Não precisamos de um novo regulador para uma regulação de criptoativos melhor
A maioria das empresas de criptoativos reclama que existem muitos órgãos reguladores globalmente e particularmente nos EUA, e protestam que essa regulamentação sobreposta e até mesmo contraditória impede o crescimento e a inovação. A “sopa de letrinhas” dos órgãos dos órgãos reguladores federais dos Estados Unidos – SEC, CFTC, DOJ, FDIC, FTC e IRS, para citar alguns – é apenas o começo.

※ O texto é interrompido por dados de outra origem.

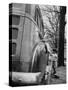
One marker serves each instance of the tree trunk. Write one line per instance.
(61, 36)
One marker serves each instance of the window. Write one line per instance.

A nível estadual, há 50 procuradores-gerais para enfrentar, sem mencionar as várias agências e reguladores estaduais que fazem cumprir a miríade de leis aprovadas por legislaturas estaduais e aplicadas pelos tribunais. A moeda digital não tem fronteiras e, embora os reguladores tenham, eles podem estender seu alcance regulatório se os mercados, consumidores e instituições em suas jurisdições forem afetados.
Algumas startups de cripto e líderes de fintechs defendem um novo órgão regulador que substitua essa quantidade de reguladores, como uma forma de agilizar a conformidade regulatória e reduzir a sobreposição entre as agências concorrentes.
A Autoridade de Conduta Financeira (FCA, na sigla em inglês), no Reino Unido, é frequentemente citada como um exemplo de agência central substituta que reconhece e promove a inovação por meio de suas políticas, e muitos defenderam uma agência semelhante nos EUA.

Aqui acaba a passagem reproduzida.